Cathleen Starck Wille is a life-long member of the United Church of Christ. She has training through the Lombard Mennonite Peace Center in Peaceful Conflict Resolution, Peter Steinke’s Healthy Congregations, and the Samaritan Institute Clergy and Congregation Care Program. She was employed as a High School biology teacher and a psychotherapist and Director of Clergy and Congregation Care with the Samaritan Counseling Center of the Fox Valley. She is a past General Synod Lay Woman of The Year for the Wisconsin Conference UCC, is a graduate of the Lay Academy, has taught Sunday School for 58 years and is a member and past moderator of First Congregational Church, Oshkosh. She is presently working with the Wisconsin Conference UCC programs: Communities of Practice and Five Practices of Fruitful Congregations.
When your rainbow flag becomes a lightning rod
What happens when your ONA status draws negative attention in your community? How do you respond? What resources are available to support your congregation? What should you be prepared for? Come and hear from congregations who have met that challenge and share ideas.
Members of the Open and Affirming Team of the Wisconsin Conference and members of ONA churches will lead the presentation and discussion.
Be Not Afraid: Allowing Love and Courage to Cast Out Fear
In the Gospel of Luke, the angel says to the shepherds and to us, “Be not afraid.” Yet we are often disabled and paralyzed by our fears. We are often afraid of people who are not exactly like us. What does our faith teach us? How can we learn to manage our fears, to summon courage, and to let love cast out fear? Let’s define and tackle some of our fears together.
Rev. Holly Whitcomb is a spiritual director and widely traveled retreat leader who is the Director of Kettlewood retreats. She is the author of four books, including Practicing Your Path and Seven Spiritual Gifts of Waiting. Holly is finishing up her fifth book, The Practice of Finding, which will be published by Eerdmans in the spring of 2019.
This self-guided contemplative walk through the Green Lake grounds will provide participants the opportunity to prayerfully interact with our meeting setting. Follow a route of prayer stations throughout the grounds, stopping periodically for meditations on prayers, poems and other readings, and scripture, and watching mindfully for signs and wonders throughout the walk.

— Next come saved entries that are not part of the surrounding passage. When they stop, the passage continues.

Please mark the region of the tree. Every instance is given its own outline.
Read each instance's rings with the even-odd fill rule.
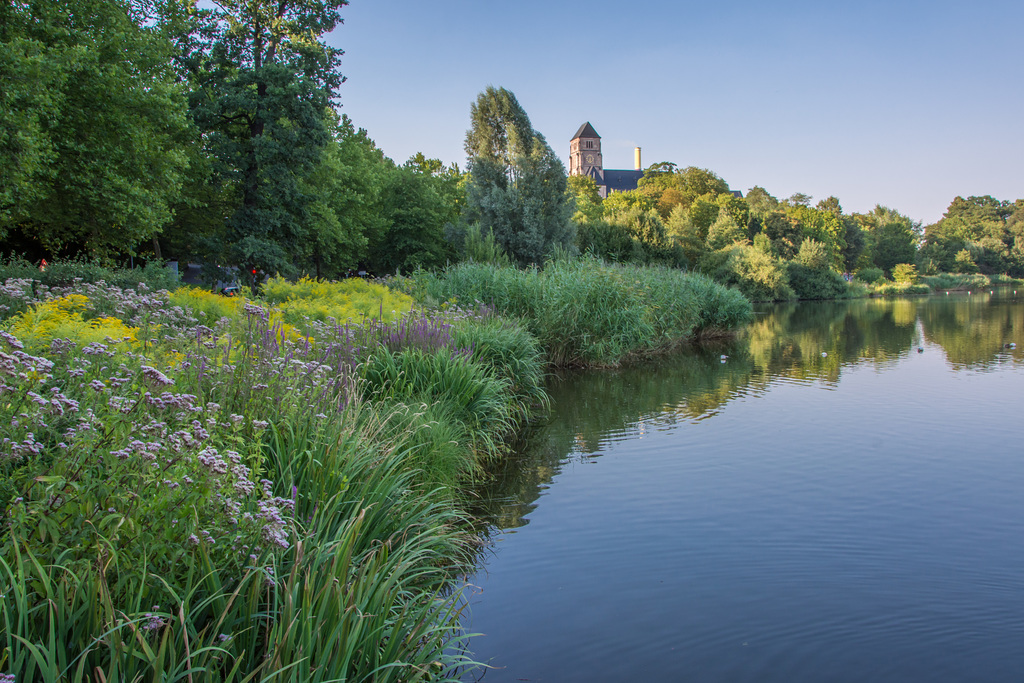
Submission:
[[[683,250],[683,255],[692,264],[697,263],[704,254],[707,234],[701,234],[690,221],[690,211],[677,206],[672,209],[665,222],[665,233]]]
[[[515,95],[488,87],[470,118],[470,179],[459,233],[474,225],[481,235],[493,234],[520,265],[542,262],[556,247],[574,248],[565,167]]]
[[[347,0],[168,0],[162,21],[175,35],[178,65],[193,91],[193,119],[238,204],[210,256],[256,284],[296,272],[293,246],[310,239],[313,197],[302,179],[330,140],[325,111],[344,78],[342,51],[322,36]]]
[[[836,197],[835,195],[832,195],[827,199],[822,199],[818,202],[817,208],[819,211],[828,211],[836,216],[843,215],[843,207],[839,204],[839,197]]]
[[[803,192],[794,192],[783,201],[783,204],[787,206],[810,206],[811,195],[804,194]]]
[[[677,206],[690,208],[697,197],[710,194],[717,197],[729,193],[729,185],[706,168],[688,166],[677,169],[675,164],[663,161],[644,171],[637,182],[637,191],[646,195],[667,219]]]
[[[755,185],[747,190],[746,199],[751,212],[759,216],[764,216],[779,208],[779,200],[768,194],[768,191],[760,185]]]
[[[718,218],[708,228],[707,248],[714,251],[728,247],[734,242],[742,242],[747,231],[736,224],[736,220],[727,211],[720,211]]]
[[[572,215],[574,223],[579,225],[601,220],[604,209],[593,178],[585,175],[569,176],[566,191],[575,202],[576,212]]]
[[[291,245],[301,272],[337,278],[366,261],[369,245],[388,228],[384,194],[394,164],[347,116],[336,120],[320,163],[301,181],[312,200],[303,225],[307,238]]]
[[[775,255],[785,260],[796,256],[803,241],[800,222],[782,211],[772,211],[764,216],[762,232],[771,240]]]
[[[913,263],[921,224],[893,209],[876,205],[867,214],[853,214],[866,233],[871,263],[888,276],[898,263]]]
[[[750,224],[750,204],[743,197],[737,197],[733,193],[720,194],[715,198],[715,203],[722,211],[729,214],[736,225],[744,232]]]
[[[601,202],[601,208],[604,211],[605,217],[612,216],[626,209],[638,208],[647,211],[655,207],[656,204],[653,197],[640,190],[612,192]]]
[[[111,257],[170,221],[192,133],[171,46],[134,8],[0,5],[0,238]]]
[[[786,208],[786,215],[800,224],[802,239],[820,242],[828,251],[832,266],[836,270],[843,267],[846,228],[836,214],[798,204]]]
[[[983,273],[1024,274],[1024,260],[1017,248],[1024,226],[1022,201],[1015,203],[983,197],[956,197],[943,218],[924,229],[921,256],[941,270],[965,267],[956,255],[967,250],[972,263]]]
[[[857,261],[860,259],[860,255],[864,253],[867,240],[864,237],[864,231],[861,229],[860,223],[855,219],[850,216],[842,216],[840,220],[843,223],[843,241],[846,243],[846,246],[840,249],[843,259],[843,270],[847,273],[852,273],[857,270]]]
[[[701,238],[706,240],[711,224],[718,219],[721,207],[716,201],[715,195],[708,193],[697,197],[690,204],[690,224],[697,230]]]
[[[455,218],[456,208],[432,176],[405,166],[393,168],[381,199],[386,227],[379,239],[370,241],[370,270],[383,274],[443,266],[452,255],[444,226]]]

Linda and John O’Donovan will lead this guided walk.
A Healing Service
The healing service is an act of worship set aside for the express purpose of sharing in worship, prayer and God’s spiritual gifts of healing. This service is a safe, welcoming space for anyone seeking healing for themselves, their loved ones, their communities, churches, and more. It will include an anointing with oil for those who want to come forward and receive this laying on of hands. The service leader is to be determined. Mugs McFadden will accompany with music.
Dwelling in the Word: A Bible Study
Spend a bit more time with the Bible text for our meeting: Mark 4: 38-41. The format of this Bible study will be “Dwelling in the Word,” a technique which may let us dig a little deeper into our understand of and feeling about this text.
Rev. Laura McLeod, pastor at Brookfield Congregational Church, and Cathy Benjamin will lead this discussion.
Walk the Labyrinth
Participants will be welcomed to come and walk the Labyrinth for some quiet contemplation. The Labyrinth is borrowed from First Congregational UCC in Oshkosh. Cathy Wille will be present to explain the Labyrinth to anyone who has never walked a Labyrinth.